张鑫将水杯放下,不紧不慢的说:“谁让你这么古板呢,只是运点感冒药罢了,又不犯法,你非得千方百计的拦着。”
路遥脸上闪过一丝了然之色,道:“张鑫你这垃圾,狗改不了吃屎。将感冒药运到国外提炼毒品……咳咳……”
张鑫理了下领带,笑道:“你别血口喷人啊,我可是国际知名企业家。这次回国,‘省招商引资局’还打电话欢迎我呢~”

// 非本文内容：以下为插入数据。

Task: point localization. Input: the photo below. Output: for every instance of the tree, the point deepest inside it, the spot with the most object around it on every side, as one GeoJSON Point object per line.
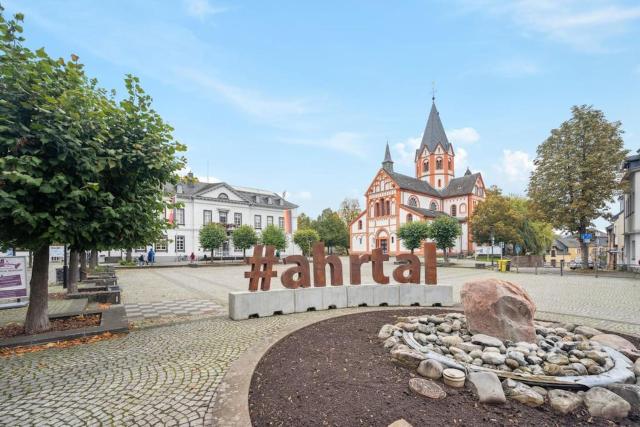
{"type": "Point", "coordinates": [244, 237]}
{"type": "Point", "coordinates": [444, 230]}
{"type": "Point", "coordinates": [349, 210]}
{"type": "Point", "coordinates": [212, 236]}
{"type": "Point", "coordinates": [332, 230]}
{"type": "Point", "coordinates": [304, 222]}
{"type": "Point", "coordinates": [305, 238]}
{"type": "Point", "coordinates": [413, 234]}
{"type": "Point", "coordinates": [576, 172]}
{"type": "Point", "coordinates": [274, 236]}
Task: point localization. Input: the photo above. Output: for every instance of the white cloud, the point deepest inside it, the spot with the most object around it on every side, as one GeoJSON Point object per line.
{"type": "Point", "coordinates": [346, 142]}
{"type": "Point", "coordinates": [583, 24]}
{"type": "Point", "coordinates": [466, 135]}
{"type": "Point", "coordinates": [201, 8]}
{"type": "Point", "coordinates": [516, 165]}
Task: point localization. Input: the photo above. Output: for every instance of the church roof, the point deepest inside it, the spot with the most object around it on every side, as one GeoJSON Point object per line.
{"type": "Point", "coordinates": [406, 182]}
{"type": "Point", "coordinates": [461, 185]}
{"type": "Point", "coordinates": [434, 133]}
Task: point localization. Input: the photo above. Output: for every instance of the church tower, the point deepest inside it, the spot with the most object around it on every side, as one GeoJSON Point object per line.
{"type": "Point", "coordinates": [435, 156]}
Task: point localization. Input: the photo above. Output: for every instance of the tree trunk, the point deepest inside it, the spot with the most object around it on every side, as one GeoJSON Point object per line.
{"type": "Point", "coordinates": [93, 260]}
{"type": "Point", "coordinates": [72, 284]}
{"type": "Point", "coordinates": [38, 314]}
{"type": "Point", "coordinates": [83, 265]}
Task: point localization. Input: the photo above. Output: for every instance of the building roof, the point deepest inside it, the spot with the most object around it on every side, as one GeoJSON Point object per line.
{"type": "Point", "coordinates": [434, 133]}
{"type": "Point", "coordinates": [461, 185]}
{"type": "Point", "coordinates": [252, 196]}
{"type": "Point", "coordinates": [406, 182]}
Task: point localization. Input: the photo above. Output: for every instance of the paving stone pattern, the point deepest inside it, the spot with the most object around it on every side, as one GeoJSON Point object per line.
{"type": "Point", "coordinates": [144, 311]}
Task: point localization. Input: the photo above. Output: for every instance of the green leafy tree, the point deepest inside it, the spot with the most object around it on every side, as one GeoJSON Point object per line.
{"type": "Point", "coordinates": [274, 236]}
{"type": "Point", "coordinates": [332, 230]}
{"type": "Point", "coordinates": [576, 172]}
{"type": "Point", "coordinates": [349, 210]}
{"type": "Point", "coordinates": [413, 234]}
{"type": "Point", "coordinates": [444, 230]}
{"type": "Point", "coordinates": [212, 236]}
{"type": "Point", "coordinates": [244, 237]}
{"type": "Point", "coordinates": [305, 238]}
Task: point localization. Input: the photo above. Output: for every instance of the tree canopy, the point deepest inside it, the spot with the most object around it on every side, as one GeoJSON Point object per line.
{"type": "Point", "coordinates": [413, 234]}
{"type": "Point", "coordinates": [576, 170]}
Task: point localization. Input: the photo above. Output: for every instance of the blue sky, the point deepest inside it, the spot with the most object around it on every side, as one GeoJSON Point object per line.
{"type": "Point", "coordinates": [302, 96]}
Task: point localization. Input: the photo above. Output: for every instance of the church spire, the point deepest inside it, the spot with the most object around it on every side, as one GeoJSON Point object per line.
{"type": "Point", "coordinates": [387, 163]}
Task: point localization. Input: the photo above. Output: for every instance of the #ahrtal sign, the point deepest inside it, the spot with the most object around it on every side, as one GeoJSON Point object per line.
{"type": "Point", "coordinates": [299, 275]}
{"type": "Point", "coordinates": [13, 277]}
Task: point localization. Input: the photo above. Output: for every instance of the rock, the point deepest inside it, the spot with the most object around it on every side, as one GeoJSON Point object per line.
{"type": "Point", "coordinates": [494, 358]}
{"type": "Point", "coordinates": [431, 369]}
{"type": "Point", "coordinates": [564, 401]}
{"type": "Point", "coordinates": [391, 342]}
{"type": "Point", "coordinates": [629, 392]}
{"type": "Point", "coordinates": [606, 404]}
{"type": "Point", "coordinates": [586, 331]}
{"type": "Point", "coordinates": [452, 340]}
{"type": "Point", "coordinates": [400, 423]}
{"type": "Point", "coordinates": [557, 359]}
{"type": "Point", "coordinates": [499, 308]}
{"type": "Point", "coordinates": [469, 347]}
{"type": "Point", "coordinates": [486, 340]}
{"type": "Point", "coordinates": [522, 393]}
{"type": "Point", "coordinates": [426, 388]}
{"type": "Point", "coordinates": [616, 342]}
{"type": "Point", "coordinates": [486, 387]}
{"type": "Point", "coordinates": [409, 358]}
{"type": "Point", "coordinates": [386, 331]}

路遥叹了口气,现在的自己什么都做不了,索性闭上眼睛不再说话,安静等待死亡的到来。
但张鑫却不想让眼前饱受病痛折磨、即将离世的表兄走好。他附身靠近,悄悄说道:琇書蛧
“表哥啊~其实呢,我这次回国主要就是见你一面,告诉你一声——你的癌,是我弄出来的~”
路遥陡然挣开眼,“你说什么!”
张鑫笑眯眯的掏出个铅盒打开,里面是件古怪的三角形饰物,仅有巴掌大小,中间是只眼睛似的图案,一看就很有年代感。

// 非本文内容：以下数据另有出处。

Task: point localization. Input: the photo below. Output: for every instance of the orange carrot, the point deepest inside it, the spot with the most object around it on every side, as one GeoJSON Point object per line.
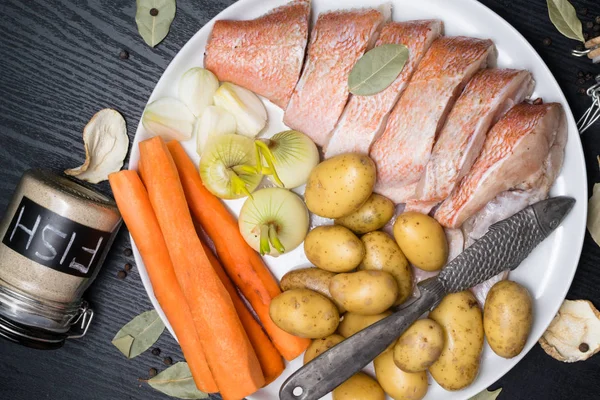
{"type": "Point", "coordinates": [270, 359]}
{"type": "Point", "coordinates": [244, 265]}
{"type": "Point", "coordinates": [134, 205]}
{"type": "Point", "coordinates": [230, 355]}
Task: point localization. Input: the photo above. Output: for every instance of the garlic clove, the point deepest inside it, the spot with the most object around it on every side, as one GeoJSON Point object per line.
{"type": "Point", "coordinates": [106, 142]}
{"type": "Point", "coordinates": [170, 118]}
{"type": "Point", "coordinates": [214, 121]}
{"type": "Point", "coordinates": [197, 88]}
{"type": "Point", "coordinates": [574, 333]}
{"type": "Point", "coordinates": [249, 111]}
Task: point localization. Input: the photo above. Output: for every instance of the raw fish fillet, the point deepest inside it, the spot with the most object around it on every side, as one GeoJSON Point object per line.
{"type": "Point", "coordinates": [524, 151]}
{"type": "Point", "coordinates": [264, 55]}
{"type": "Point", "coordinates": [337, 41]}
{"type": "Point", "coordinates": [403, 150]}
{"type": "Point", "coordinates": [488, 96]}
{"type": "Point", "coordinates": [364, 117]}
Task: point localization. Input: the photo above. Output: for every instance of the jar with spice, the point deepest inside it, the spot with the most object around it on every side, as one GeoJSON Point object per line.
{"type": "Point", "coordinates": [54, 237]}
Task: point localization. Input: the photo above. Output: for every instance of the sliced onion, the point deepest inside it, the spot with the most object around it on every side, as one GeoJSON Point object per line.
{"type": "Point", "coordinates": [274, 221]}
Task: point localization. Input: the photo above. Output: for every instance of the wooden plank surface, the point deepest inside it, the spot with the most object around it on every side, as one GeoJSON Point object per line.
{"type": "Point", "coordinates": [59, 64]}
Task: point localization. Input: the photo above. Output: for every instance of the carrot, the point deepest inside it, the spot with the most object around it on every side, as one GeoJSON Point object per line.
{"type": "Point", "coordinates": [244, 265]}
{"type": "Point", "coordinates": [270, 360]}
{"type": "Point", "coordinates": [134, 205]}
{"type": "Point", "coordinates": [230, 355]}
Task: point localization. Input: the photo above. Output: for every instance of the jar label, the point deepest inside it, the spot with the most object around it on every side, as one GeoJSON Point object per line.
{"type": "Point", "coordinates": [54, 241]}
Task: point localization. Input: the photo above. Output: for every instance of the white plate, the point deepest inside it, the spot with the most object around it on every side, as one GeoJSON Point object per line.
{"type": "Point", "coordinates": [548, 271]}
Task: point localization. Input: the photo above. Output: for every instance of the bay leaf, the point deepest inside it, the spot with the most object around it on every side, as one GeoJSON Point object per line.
{"type": "Point", "coordinates": [377, 69]}
{"type": "Point", "coordinates": [177, 381]}
{"type": "Point", "coordinates": [564, 17]}
{"type": "Point", "coordinates": [153, 19]}
{"type": "Point", "coordinates": [487, 395]}
{"type": "Point", "coordinates": [139, 334]}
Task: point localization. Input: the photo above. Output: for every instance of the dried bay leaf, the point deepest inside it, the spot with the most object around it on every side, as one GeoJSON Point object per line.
{"type": "Point", "coordinates": [139, 334]}
{"type": "Point", "coordinates": [487, 395]}
{"type": "Point", "coordinates": [153, 19]}
{"type": "Point", "coordinates": [177, 381]}
{"type": "Point", "coordinates": [564, 17]}
{"type": "Point", "coordinates": [377, 69]}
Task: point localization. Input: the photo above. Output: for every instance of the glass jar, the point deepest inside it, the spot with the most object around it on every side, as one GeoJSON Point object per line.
{"type": "Point", "coordinates": [54, 237]}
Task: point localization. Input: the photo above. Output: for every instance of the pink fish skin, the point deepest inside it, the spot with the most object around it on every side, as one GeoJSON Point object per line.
{"type": "Point", "coordinates": [337, 41]}
{"type": "Point", "coordinates": [264, 55]}
{"type": "Point", "coordinates": [488, 96]}
{"type": "Point", "coordinates": [404, 149]}
{"type": "Point", "coordinates": [364, 117]}
{"type": "Point", "coordinates": [524, 151]}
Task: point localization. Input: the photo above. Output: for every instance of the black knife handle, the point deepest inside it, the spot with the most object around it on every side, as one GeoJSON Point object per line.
{"type": "Point", "coordinates": [336, 365]}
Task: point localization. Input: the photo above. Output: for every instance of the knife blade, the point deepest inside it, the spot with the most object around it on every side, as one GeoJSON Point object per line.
{"type": "Point", "coordinates": [506, 244]}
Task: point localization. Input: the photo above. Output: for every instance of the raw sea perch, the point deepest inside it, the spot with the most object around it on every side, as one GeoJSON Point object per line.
{"type": "Point", "coordinates": [364, 117]}
{"type": "Point", "coordinates": [488, 96]}
{"type": "Point", "coordinates": [264, 55]}
{"type": "Point", "coordinates": [404, 149]}
{"type": "Point", "coordinates": [524, 151]}
{"type": "Point", "coordinates": [337, 41]}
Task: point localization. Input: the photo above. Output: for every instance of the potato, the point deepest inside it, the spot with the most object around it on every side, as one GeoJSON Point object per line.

“眼熟吧?这是我亲手送你的,货真价实的古董。我在里面掺了点放射性物质,长期接触就会变成你现在这副鬼样子。”
路遥马上认出来,这是自己很喜欢的一件古物,天天摆在书桌上,时不时的把玩,没想到却是要人命的东西!
他伸出枯枝似的手臂,死死的抓住眼前人的胳膊!“你……”
“别激动~表哥,我西装很贵的。”张鑫轻松拿掉路遥的手,小心的捏起铅盒,将放射性饰物塞进他怀里。
“我赶飞机,得先走一步。你好好留着这个当做纪念吧,有机会再去你的坟头蹦迪~”
说完话,张鑫从容起身离开。临走前,还回头俏皮的眨眨眼。他原本就男生女相,此时的神态动作居然有些娇媚。
保镖很有眼力劲,赶紧打开病房门。同时用无线耳麦联络同事,提前发动汽车。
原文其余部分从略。